In diesem Zusammenhang ist eine Auswertung
bisheriger Erfahrungen mit internationalen Harmonisierungen im
Bereich der Berufsqualifikationen, der technischen Normen und der
Lizenzierungsverfahren durchzuführen. Dazu gehört auch
eine Bestandsaufnahme und kritische Analyse der zwischenstaatlichen
gegenseitigen Anerkennungsabkommen.
Empfehlung 3-15
Einbeziehung von Arbeits-, Sozial- sowie Umweltstandards
Die Bundesregierung und die EU werden
aufgefordert, in die Anforderungen und Normen in Bezug auf
internationale Harmonisierung zwingend Arbeits- und Sozialstandards
sowie Umweltstandards einzubeziehen. Die ILO-Kernarbeitsnormen wie
auch die ILO-Konvention 94 zu Regierungsaufträgen müssen
als internationaler Standard gewährleistet werden.

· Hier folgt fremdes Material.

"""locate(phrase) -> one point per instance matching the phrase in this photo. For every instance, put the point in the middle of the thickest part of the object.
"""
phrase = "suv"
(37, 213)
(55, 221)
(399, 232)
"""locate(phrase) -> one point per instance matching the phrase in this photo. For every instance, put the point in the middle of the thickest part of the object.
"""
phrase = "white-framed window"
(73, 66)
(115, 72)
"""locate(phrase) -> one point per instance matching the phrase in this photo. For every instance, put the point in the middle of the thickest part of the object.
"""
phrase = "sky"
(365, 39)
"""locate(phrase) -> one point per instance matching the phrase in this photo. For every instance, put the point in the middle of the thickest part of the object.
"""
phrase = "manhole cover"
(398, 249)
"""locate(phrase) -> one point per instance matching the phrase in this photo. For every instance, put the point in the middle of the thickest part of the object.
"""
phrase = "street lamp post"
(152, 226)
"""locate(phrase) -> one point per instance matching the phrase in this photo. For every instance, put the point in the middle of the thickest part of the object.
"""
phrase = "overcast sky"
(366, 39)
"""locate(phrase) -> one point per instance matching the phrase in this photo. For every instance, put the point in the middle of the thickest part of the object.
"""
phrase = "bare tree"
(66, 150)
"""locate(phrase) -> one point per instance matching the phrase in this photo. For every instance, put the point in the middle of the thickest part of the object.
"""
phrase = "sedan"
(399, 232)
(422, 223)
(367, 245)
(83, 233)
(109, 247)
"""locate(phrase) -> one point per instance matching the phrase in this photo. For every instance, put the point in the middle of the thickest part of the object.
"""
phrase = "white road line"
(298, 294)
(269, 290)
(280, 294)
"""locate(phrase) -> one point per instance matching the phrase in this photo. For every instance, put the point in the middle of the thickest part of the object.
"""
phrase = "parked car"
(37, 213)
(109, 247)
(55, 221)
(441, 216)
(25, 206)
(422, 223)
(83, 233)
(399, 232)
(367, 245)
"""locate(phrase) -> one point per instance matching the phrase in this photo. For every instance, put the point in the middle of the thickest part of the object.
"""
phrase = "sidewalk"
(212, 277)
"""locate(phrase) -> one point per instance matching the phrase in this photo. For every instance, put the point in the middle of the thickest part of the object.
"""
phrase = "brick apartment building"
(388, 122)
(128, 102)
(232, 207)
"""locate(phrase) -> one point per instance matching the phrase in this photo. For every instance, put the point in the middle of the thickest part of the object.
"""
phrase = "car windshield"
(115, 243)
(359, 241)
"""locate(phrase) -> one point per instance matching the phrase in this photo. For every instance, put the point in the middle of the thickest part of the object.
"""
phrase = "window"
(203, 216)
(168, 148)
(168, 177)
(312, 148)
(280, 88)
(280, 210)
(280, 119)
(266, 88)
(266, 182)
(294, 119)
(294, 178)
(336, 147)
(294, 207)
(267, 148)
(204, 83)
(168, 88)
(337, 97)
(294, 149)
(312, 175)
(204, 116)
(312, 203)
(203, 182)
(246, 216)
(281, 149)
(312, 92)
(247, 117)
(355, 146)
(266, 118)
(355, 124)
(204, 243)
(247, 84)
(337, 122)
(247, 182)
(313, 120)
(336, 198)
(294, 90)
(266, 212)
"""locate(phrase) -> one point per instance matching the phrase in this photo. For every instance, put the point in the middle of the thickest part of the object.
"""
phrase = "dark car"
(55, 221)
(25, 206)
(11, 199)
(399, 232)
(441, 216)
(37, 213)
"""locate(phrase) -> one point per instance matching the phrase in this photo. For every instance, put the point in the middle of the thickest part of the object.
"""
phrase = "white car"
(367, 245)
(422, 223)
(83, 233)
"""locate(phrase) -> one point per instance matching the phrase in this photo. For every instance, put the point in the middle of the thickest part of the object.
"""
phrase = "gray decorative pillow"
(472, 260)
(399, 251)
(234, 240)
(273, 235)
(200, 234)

Insbesondere im Rahmen öffent licher Auftragsvergabe
oder Marktzugangsregelungen muss das Recht europäischer oder
nationalstaatlicher höherer Standards in Bezug auf die
Einhaltung von Kollektivverträgen, Chancengleichheit,
Nichtdiskriminierung sowie sozial-, umwelt- und
wachstumspolitischen Zielen und „Fair-Labour-Standards“
in der Auftragsvergabe erhalten bleiben.
Empfehlung 3-16
Analyse der Wechselwirkungen zwischen nationaler, europäischer
und multilateraler Regulierungsebene
Es sollte dringend ein stärkeres
Augenmerk auf die Wechselwirkungen zwischen nationaler,
europäischer und multilateraler Regulierungsebene gerichtet
werden. Die Analyse derartiger Wirkungen sollte vor allem anhand
der Untersuchung einzelner Dienstleistungssektoren erfolgen. Dazu
bedürfen auch die unterschiedlichen Möglichkeiten der
diversen Stakeholder, Entscheidungsprozesse auf den jeweiligen
Regulierungsebenen zu beeinflussen, einer eingehenderen
Betrachtung. Vor allem ist ein Vergleich der
Einflussmöglichkeiten von Parlamenten,
Wirtschaftsverbänden, Gewerkschaften und
Nichtregierungsorganisationen in diesen Arenen geboten, um daran
anknüpfend Ansätze einer neuen Justierung bestehender
Ungleichgewichte bei der Interessenwahrnehmung und -durchsetzung
entwickeln zu können.
Empfehlung 3-17
Einbeziehung aller Beteiligten in die Beratungen
Die Bundesregierung und EU-Kommission
werden aufgefordert, alle Verhandlungsvorschläge, seien es
Markt öffnungsforderungen der EU gegenüber
Drittstaaten oder umgekehrt Forderungen von Drittstaaten
gegenüber der EU oder auch entsprechende
Marktöffnungsangebote, frühzeitig allen interessierten
NGO, Gewerkschaften und Verbänden bekannt zu machen und ihnen
Gelegenheit zur Stellungnahme zu geben. Die zuständigen
Fachausschüsse sind in die Beratung und Entscheidung
frühzeitig einzubeziehen. Auch in die Evaluierung, die
weiteren Verhandlungen, die Erstellung der Rahmenrichtlinie
für die öffentliche Daseinsvorsorge müssen
Nichtregierungsorganisationen, Gewerkschaften und Verbände
frühzeitig einbezogen werden. Die Enquete-Kommission empfiehlt
mit besonderem Nachdruck, auf parlamentarischer Ebene neben dem
europäischen Parlament im Rahmen des
Mitentscheidungsverfahrens auch die zuständigen
Fachausschüsse der nationalen Parlamente an den Beratungen zu
beteiligen und in die Beschlüsse mit einzubeziehen.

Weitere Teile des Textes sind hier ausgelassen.